In 1951, Dick Emmet and his wife, Alan, moved from Cambridge to their new home on 15 wooded acres in Westford, drawn by the opportunity to enjoy peaceful nature walks right from their doorstep. Near their home and throughout Massachusetts, they saw that wildland was disappearing at an alarming rate and believed that it was imperative to do everything possible to conserve it. With a true conservation ethic, Dick and Alan purchased many small pieces of land near their Westford home. "We never intended to build ourselves an empire," says Alan, "we just wanted to conserve the land."
Dick and Alan became members of Mass Audubon in 1966, and their loyalty and generosity have been beyond compare. Dick was a member of Mass Audubon's Board of Directors for three terms, and his understanding of the ever-increasing challenges confronting the environment was pivotal to our progress.
As a trained attorney who went back to law after more than a quarter-century teaching high school, Dick played a critical role as a staff lawyer at the Conservation Law Foundation in shaping how public trust law can help protect New England's natural resources. He also unselfishly shared his expertise to assist a number of other conservation organizations in fulfilling their missions. We couldn't have asked for anyone more able to provide such thoughtful insight.

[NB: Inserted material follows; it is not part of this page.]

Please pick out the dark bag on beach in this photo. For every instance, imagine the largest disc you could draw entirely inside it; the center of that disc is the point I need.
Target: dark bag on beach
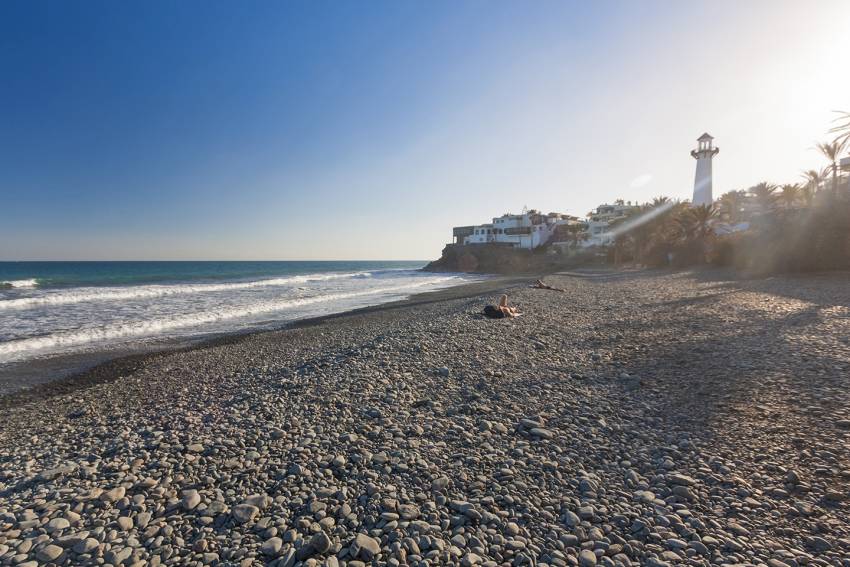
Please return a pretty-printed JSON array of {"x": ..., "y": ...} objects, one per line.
[{"x": 494, "y": 312}]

Dick passed away in 2007, leaving a legacy of commitment, vision, and hard work that helped shape conservation throughout Massachusetts. Part of that legacy: Mass Audubon's Nashoba Brook Wildlife Sanctuary in Westford, several hundred acres of woodland, fields and wetlands — most of which Dick helped to protect over the years. His last gift enlarged the sanctuary still further, adding 62 acres by bequest.
Then, last December, Alan generously donated an additional 47 acres in Westford. "Mass Audubon was the obvious choice," says Alan. She and her husband knew that the land would be permanently protected. Not only would this be a resource for the people of Westford, but also a place for all people to discover and enjoy the beautiful woods and rolling fields of northeastern Massachusetts. "We didn't want it to be just for us," she says.
Further demonstrating their conviction, the couple donated and provided for the long-term stewardship of their tremendous gifts. Thanks to the conservation ethic, foresight, and generosity of Dick and Alan Emmet, the nature of Massachusetts is now better protected.